85.As such, service on Mr. Harry can be effected in accordance with Order 54 Rule 3(2) which states that: “Personal service of any document required to be served on the Crown for the purposes of or in connection with any civil proceedings is not requisite; but where the proceedings are by or against the Crown service on the Crown must be effected– (a) by leaving the document at the office of the person who in accordance with section 16 of the Crown Proceedings Ordinance, is the person to be served, or any agent whom that person has nominated for the purpose, but in either case with a member of the staff of that person, or (b) by posting it in a prepaid envelope addressed to the person who is to be served as aforesaid or to any agent as aforesaid.” Section 16 of the Crown Proceedings Act provides that: “All documents required to be served on the Crown for the purpose of, or in connection with, any civil proceedings by or against the Crown, shall be served on the Attorney General.”

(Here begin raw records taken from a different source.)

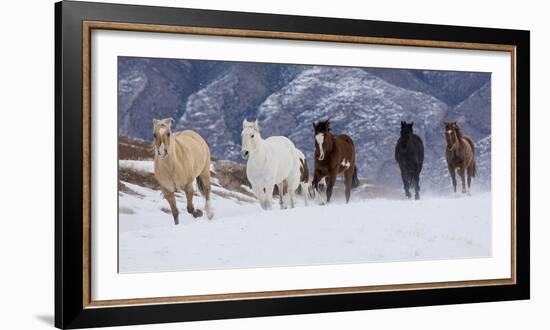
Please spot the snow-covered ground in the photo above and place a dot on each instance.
(242, 235)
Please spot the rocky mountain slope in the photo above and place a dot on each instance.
(366, 103)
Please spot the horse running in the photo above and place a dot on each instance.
(334, 154)
(180, 158)
(272, 161)
(460, 154)
(409, 153)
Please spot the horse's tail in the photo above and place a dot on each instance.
(200, 185)
(355, 179)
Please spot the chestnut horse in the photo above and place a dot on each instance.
(334, 154)
(460, 154)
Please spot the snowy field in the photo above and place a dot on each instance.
(242, 235)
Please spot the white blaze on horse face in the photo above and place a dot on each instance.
(320, 138)
(162, 151)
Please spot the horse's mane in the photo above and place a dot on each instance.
(323, 125)
(459, 132)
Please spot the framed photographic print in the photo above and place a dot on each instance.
(218, 164)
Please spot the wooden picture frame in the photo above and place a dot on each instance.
(74, 307)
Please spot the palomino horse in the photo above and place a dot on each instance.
(409, 153)
(270, 162)
(460, 154)
(334, 154)
(181, 158)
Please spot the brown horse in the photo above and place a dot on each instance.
(460, 154)
(334, 154)
(180, 158)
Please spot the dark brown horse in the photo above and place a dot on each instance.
(460, 154)
(334, 154)
(409, 154)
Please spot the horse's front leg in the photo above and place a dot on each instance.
(461, 172)
(171, 198)
(281, 189)
(406, 183)
(317, 177)
(417, 185)
(330, 180)
(268, 196)
(190, 207)
(453, 177)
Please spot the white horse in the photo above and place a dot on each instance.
(270, 162)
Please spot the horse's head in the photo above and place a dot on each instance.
(323, 139)
(450, 133)
(406, 130)
(250, 137)
(162, 134)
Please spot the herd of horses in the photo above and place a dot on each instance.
(184, 157)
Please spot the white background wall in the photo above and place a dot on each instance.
(27, 163)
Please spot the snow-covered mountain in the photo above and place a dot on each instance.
(213, 98)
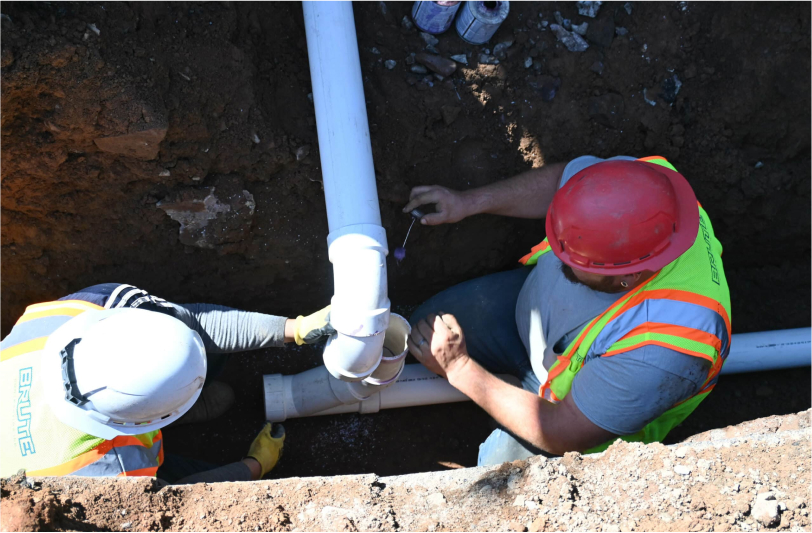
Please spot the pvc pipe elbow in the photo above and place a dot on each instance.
(352, 358)
(360, 301)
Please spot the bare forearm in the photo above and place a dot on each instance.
(527, 195)
(515, 409)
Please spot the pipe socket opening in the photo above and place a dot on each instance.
(394, 352)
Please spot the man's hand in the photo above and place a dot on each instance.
(451, 205)
(309, 329)
(438, 343)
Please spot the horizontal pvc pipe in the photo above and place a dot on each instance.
(769, 350)
(356, 242)
(416, 385)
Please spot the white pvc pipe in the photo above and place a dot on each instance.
(416, 385)
(769, 350)
(357, 242)
(285, 396)
(316, 390)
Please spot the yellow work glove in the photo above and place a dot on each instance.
(311, 328)
(267, 447)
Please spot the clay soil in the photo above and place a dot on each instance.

[14]It is worth remembering that the Injunction was granted in proceedings for redress under the Constitution. Service of the Injunction was effected by Marcelle Foyle who deposed that she served a copy of the Injunction, and other documents in the constitutional proceedings, at 3:15 p.m. on the 25th of April at the office of the Commissioner of Police at the Central Police Station, Kingstown, St. Vincent, and at 3:30 p.m. on the said date at the Attorney General’s Chambers, Methodist Building, Kingstown, St. Vincent. This is sufficient to satisfy the requirements of Section 16 of the Crown Proceedings Act and Order 54 Rule 3, and service of the Injunction was therefore effected on the Third Respondent. The efficacy of that service cannot be diminished because the issue arises in committal proceedings. Order 66 Rule 7(2) requiring personal service of the order on the person sought to be committed for contempt must therefore be read in the context of Order 54 Rule 3 and Section 16 of the Crown Proceedings Act when the alleged contemnors are officers of the Crown.

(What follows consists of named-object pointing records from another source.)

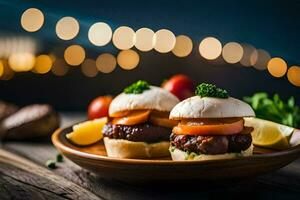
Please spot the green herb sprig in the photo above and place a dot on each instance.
(137, 87)
(211, 90)
(275, 109)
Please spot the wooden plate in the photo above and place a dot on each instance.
(94, 158)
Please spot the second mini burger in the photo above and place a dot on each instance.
(211, 126)
(139, 126)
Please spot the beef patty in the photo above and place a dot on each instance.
(213, 144)
(145, 132)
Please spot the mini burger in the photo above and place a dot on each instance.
(139, 124)
(211, 126)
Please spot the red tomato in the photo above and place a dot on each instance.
(180, 85)
(99, 107)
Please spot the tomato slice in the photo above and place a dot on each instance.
(209, 129)
(162, 119)
(134, 117)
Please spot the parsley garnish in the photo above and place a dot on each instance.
(211, 90)
(137, 87)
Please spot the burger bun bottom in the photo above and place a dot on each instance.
(178, 155)
(120, 148)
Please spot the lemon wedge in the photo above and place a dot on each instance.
(269, 134)
(88, 132)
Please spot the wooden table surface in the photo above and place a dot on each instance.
(23, 175)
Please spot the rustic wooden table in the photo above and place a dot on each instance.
(23, 175)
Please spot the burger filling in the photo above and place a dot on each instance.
(139, 126)
(145, 132)
(212, 136)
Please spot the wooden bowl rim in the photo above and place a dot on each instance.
(64, 148)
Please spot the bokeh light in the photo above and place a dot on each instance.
(106, 63)
(60, 67)
(74, 55)
(124, 38)
(277, 67)
(293, 75)
(21, 62)
(32, 19)
(128, 59)
(43, 64)
(88, 68)
(248, 50)
(144, 39)
(259, 59)
(232, 52)
(165, 41)
(7, 73)
(1, 68)
(183, 46)
(210, 48)
(67, 28)
(100, 34)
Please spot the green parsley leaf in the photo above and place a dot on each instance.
(137, 87)
(211, 90)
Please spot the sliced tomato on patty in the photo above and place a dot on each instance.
(132, 118)
(228, 126)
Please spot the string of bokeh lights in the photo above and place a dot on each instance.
(125, 38)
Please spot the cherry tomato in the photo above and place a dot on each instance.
(180, 85)
(99, 107)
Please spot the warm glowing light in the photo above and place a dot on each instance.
(144, 39)
(12, 45)
(124, 38)
(67, 28)
(74, 55)
(7, 72)
(106, 63)
(248, 50)
(293, 75)
(21, 62)
(43, 64)
(60, 68)
(259, 59)
(128, 59)
(183, 46)
(32, 19)
(210, 48)
(89, 68)
(1, 68)
(277, 67)
(165, 41)
(100, 34)
(232, 52)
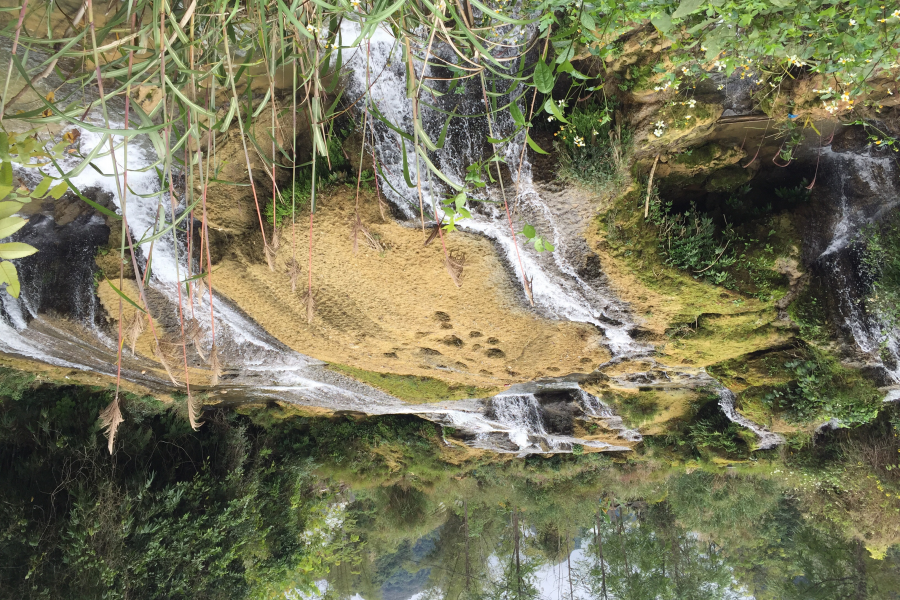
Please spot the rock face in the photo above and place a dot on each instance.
(361, 284)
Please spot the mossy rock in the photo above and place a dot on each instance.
(729, 178)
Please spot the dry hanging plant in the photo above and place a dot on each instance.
(135, 329)
(110, 419)
(164, 361)
(215, 368)
(195, 406)
(195, 334)
(293, 271)
(309, 300)
(528, 288)
(435, 230)
(357, 229)
(455, 262)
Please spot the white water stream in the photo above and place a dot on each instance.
(259, 367)
(865, 190)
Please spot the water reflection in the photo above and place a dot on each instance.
(711, 537)
(274, 505)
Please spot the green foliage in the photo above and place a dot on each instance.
(822, 389)
(881, 259)
(793, 196)
(540, 244)
(228, 512)
(635, 409)
(689, 241)
(296, 198)
(592, 150)
(13, 383)
(809, 312)
(20, 152)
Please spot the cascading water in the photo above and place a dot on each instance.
(865, 190)
(260, 367)
(376, 71)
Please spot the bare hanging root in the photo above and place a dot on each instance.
(110, 419)
(195, 407)
(135, 329)
(195, 334)
(528, 289)
(215, 368)
(164, 361)
(275, 242)
(434, 232)
(371, 241)
(455, 262)
(270, 256)
(310, 300)
(293, 271)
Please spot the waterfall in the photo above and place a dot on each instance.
(596, 407)
(766, 439)
(865, 194)
(376, 72)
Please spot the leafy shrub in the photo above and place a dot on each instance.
(881, 260)
(588, 153)
(822, 389)
(689, 241)
(295, 198)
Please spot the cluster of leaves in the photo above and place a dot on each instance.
(881, 259)
(690, 241)
(296, 198)
(591, 149)
(229, 512)
(22, 150)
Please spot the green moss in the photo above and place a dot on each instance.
(809, 312)
(698, 157)
(414, 389)
(728, 179)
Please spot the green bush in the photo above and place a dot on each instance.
(588, 154)
(822, 389)
(689, 241)
(296, 196)
(881, 259)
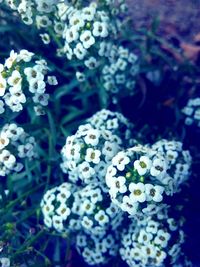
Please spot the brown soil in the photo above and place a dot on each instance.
(180, 18)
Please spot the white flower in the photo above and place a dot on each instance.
(91, 63)
(109, 150)
(120, 161)
(79, 51)
(96, 195)
(80, 76)
(3, 85)
(2, 109)
(87, 206)
(129, 206)
(41, 99)
(144, 237)
(172, 156)
(8, 159)
(77, 21)
(143, 165)
(162, 238)
(9, 61)
(58, 223)
(63, 211)
(52, 80)
(92, 137)
(101, 217)
(87, 39)
(118, 185)
(25, 55)
(71, 34)
(45, 38)
(43, 21)
(159, 167)
(152, 227)
(4, 141)
(137, 192)
(5, 262)
(85, 170)
(34, 73)
(154, 192)
(37, 86)
(88, 13)
(100, 29)
(93, 155)
(86, 222)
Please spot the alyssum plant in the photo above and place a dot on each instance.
(72, 182)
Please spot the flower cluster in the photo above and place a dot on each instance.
(136, 178)
(120, 71)
(97, 249)
(98, 214)
(84, 31)
(60, 208)
(192, 112)
(139, 176)
(114, 122)
(28, 10)
(88, 152)
(155, 241)
(179, 162)
(80, 30)
(22, 79)
(15, 146)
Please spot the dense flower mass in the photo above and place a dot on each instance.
(139, 177)
(88, 152)
(23, 78)
(192, 112)
(155, 241)
(136, 178)
(98, 214)
(16, 146)
(106, 186)
(97, 249)
(60, 208)
(179, 162)
(114, 122)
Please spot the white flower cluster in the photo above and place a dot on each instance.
(84, 30)
(98, 214)
(97, 249)
(80, 31)
(21, 79)
(138, 177)
(179, 162)
(60, 208)
(114, 122)
(27, 10)
(15, 145)
(192, 112)
(119, 73)
(156, 241)
(87, 153)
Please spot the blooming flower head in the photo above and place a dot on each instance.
(23, 79)
(135, 179)
(15, 146)
(113, 121)
(87, 154)
(60, 208)
(97, 249)
(98, 213)
(179, 162)
(192, 112)
(153, 243)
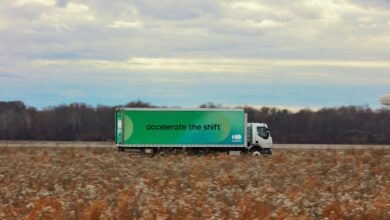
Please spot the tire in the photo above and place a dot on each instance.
(256, 153)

[15]Counsel for the Respondents sought to avoid the consequences of Order 54 Rule 3 and Section 16 by submitting that these provisions relate to service of originating process. I do not agree. The wording of section 16 is clear and there is no reason to limit it to the service of originating process. It relates to “All documents required to be served on the Crown…”
[16]I therefore find that it is not necessary to comply with the requirement for personal service in Order 66 Rule 7(2) with respect to the Third Respondent.

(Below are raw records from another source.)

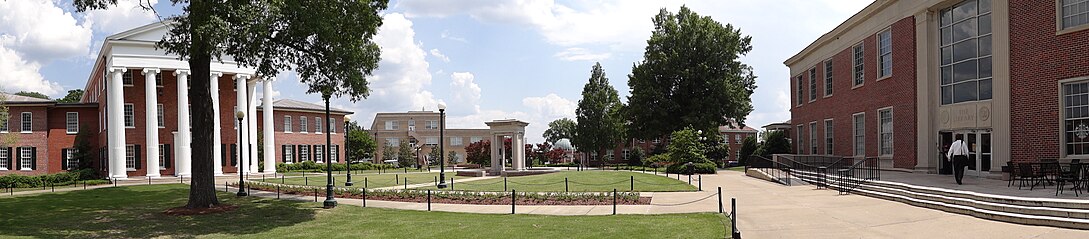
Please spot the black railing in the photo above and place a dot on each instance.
(778, 171)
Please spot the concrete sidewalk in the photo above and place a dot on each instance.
(768, 210)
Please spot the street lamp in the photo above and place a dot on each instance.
(240, 115)
(347, 158)
(442, 157)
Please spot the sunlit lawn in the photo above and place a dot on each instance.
(136, 212)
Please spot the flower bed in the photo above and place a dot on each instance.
(465, 196)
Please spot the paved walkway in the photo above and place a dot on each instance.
(767, 210)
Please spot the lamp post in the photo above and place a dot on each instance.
(347, 158)
(241, 115)
(442, 156)
(330, 202)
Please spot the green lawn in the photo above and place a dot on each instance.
(136, 212)
(578, 181)
(372, 180)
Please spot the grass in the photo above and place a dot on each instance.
(368, 180)
(136, 212)
(578, 181)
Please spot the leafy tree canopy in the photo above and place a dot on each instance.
(690, 75)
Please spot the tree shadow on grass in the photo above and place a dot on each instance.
(137, 212)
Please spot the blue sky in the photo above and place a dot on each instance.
(486, 59)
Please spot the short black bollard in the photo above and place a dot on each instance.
(614, 201)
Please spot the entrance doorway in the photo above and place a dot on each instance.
(979, 147)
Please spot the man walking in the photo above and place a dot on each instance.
(958, 152)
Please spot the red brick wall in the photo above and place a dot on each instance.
(896, 92)
(1038, 60)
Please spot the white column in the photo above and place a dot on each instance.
(151, 121)
(183, 162)
(252, 126)
(240, 91)
(217, 126)
(114, 102)
(270, 150)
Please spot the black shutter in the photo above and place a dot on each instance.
(34, 158)
(137, 156)
(167, 154)
(64, 158)
(283, 153)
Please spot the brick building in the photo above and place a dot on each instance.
(133, 87)
(901, 80)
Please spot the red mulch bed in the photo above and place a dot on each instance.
(182, 211)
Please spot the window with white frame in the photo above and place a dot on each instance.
(859, 134)
(802, 91)
(72, 122)
(302, 124)
(130, 116)
(828, 138)
(162, 156)
(859, 64)
(828, 78)
(159, 116)
(26, 122)
(802, 141)
(1075, 114)
(1074, 12)
(4, 157)
(965, 51)
(884, 54)
(26, 158)
(812, 84)
(885, 131)
(131, 156)
(286, 123)
(289, 154)
(812, 138)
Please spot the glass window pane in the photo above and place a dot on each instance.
(964, 50)
(964, 30)
(985, 90)
(964, 71)
(965, 92)
(985, 67)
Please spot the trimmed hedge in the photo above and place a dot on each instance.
(310, 166)
(45, 180)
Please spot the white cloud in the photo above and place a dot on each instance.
(576, 54)
(125, 15)
(437, 54)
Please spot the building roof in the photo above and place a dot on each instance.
(302, 106)
(12, 98)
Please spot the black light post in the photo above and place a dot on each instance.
(442, 156)
(347, 158)
(330, 202)
(242, 169)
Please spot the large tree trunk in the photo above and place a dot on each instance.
(203, 186)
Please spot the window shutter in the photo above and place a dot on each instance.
(234, 154)
(34, 158)
(64, 159)
(137, 156)
(167, 154)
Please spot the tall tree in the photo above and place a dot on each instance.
(560, 129)
(73, 96)
(690, 75)
(33, 94)
(599, 121)
(328, 43)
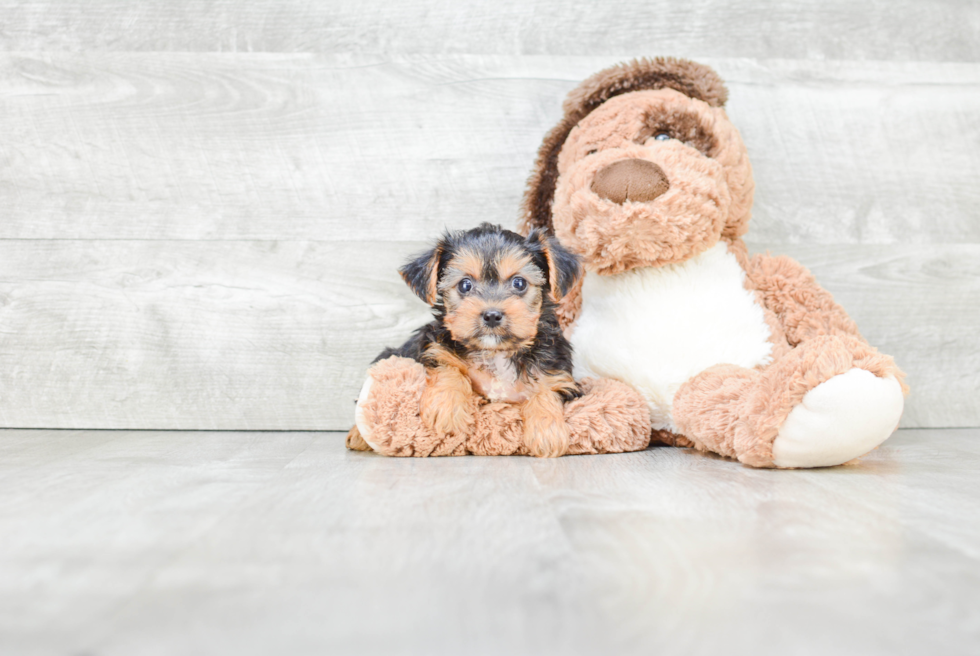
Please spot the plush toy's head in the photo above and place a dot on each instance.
(644, 169)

[17]If, contrary to my finding, it is necessary to serve the Third Respondent personally with the Injunction, I am satisfied that the Court has power under Order 66 Rule 7(6) to dispense with such service in appropriate cases. Rule 7(6) provides that: “Without prejudice to its powers under Order 50 rule 4 the Court may dispense with service of a copy of an order under this Rule if it thinks it just to do so” The English equivalent of Rule 7(6) is Order 45 Rule 7(7) which was considered by the Court of Appeal in Davy International Ltd. and others v Tazzyman and others [1997] 3 ALL ER 183. The Court had to reconcile four of its previous decisions, two deciding that Order 45 Rule 7(7) could not be used to dispense with service of the order retrospectively (Lewis v Lewis [1991] 3 All ER 247 and Denman v Temple -1991 unreported), and two deciding that Rule 7(7) had retrospective effect (Turner v Turner (1978) 122SJ 696 and Hill Samuel & Co. Ltd v Littaur – 1985 unreported). The unanimous decision of the Court was that Turner v Turner and Hill Samuel v Lattaur should be followed and the Court has power to dispense with service of the order at any stage up to the trial of the committal proceedings. I agree with and adopt the approach of the Court of Appeal in Davy v Tazzyman and I find that this Court has power to dispense with service of the Injunction retrospectively. In coming to this conclusion I have reviewed the cases cited by Counsel for the Respondents and I am satisfied that this conclusion is not inconsistent with any decision of the Court of Appeal of the OECS. PENAL NOTICE
[18]Order 66 Rule 7(4) provides that “There must be endorsed on the copy of the Order served under this Rule a notice informing the person on whom the copy is served – (a) in the case of service under paragraph (2), that if he neglects to obey the order within the time specified therein, or, if the Order is to abstain from doing an act, that if he disobeys the order, is liable to process of execution to compel him to obey it,” The purpose of the penal notice is to give the Respondent notice of the consequences of disobeying the order. Again the considerations differ in respect of the each Respondent. In the case of the Fourth Respondent where there is no requirement for service, it follows that there cannot be a requirement for service of the Injunction with the penal notice. In the case of the Third Respondent there was service of the Injunction without a penal notice. In 1990 the Court of Appeal in England confirmed that a committal for contempt of court was enforceable in the discretion of the court, notwithstanding that the copy of the order that was served on the contemnor was not endorsed with a penal notice as required by Order 45 Rule 7(4) (our Rule 7(3): Sofroniou v Szigetti Times Law Reports September 19, 1990. I agree with and follow this decision, especially having regard to my finding that this Court has a discretion to dispense with service of the Injunction on a principal offender. CONCLUSION
[19]The issues relating to the Court’s powers to dispense with service of the Injunction and the penal notice are best left to be resolved at the trial of the Committal Motion where the Judge will be able to review the evidence in its entirety, properly tested by crossexamination. It is enough for me to say at this stage that the failure to serve the Fourth Respondent, and to serve the Third Respondent personally with a copy of the Injunction endorsed with the penal notice, are not fatal to the Committal Motion, and having found that the Injunction is clear and unambiguous, the Preliminary Motion is dismissed with costs to the Applicant certified fit for two counsel Paul Webster High Court Judge (Ag.)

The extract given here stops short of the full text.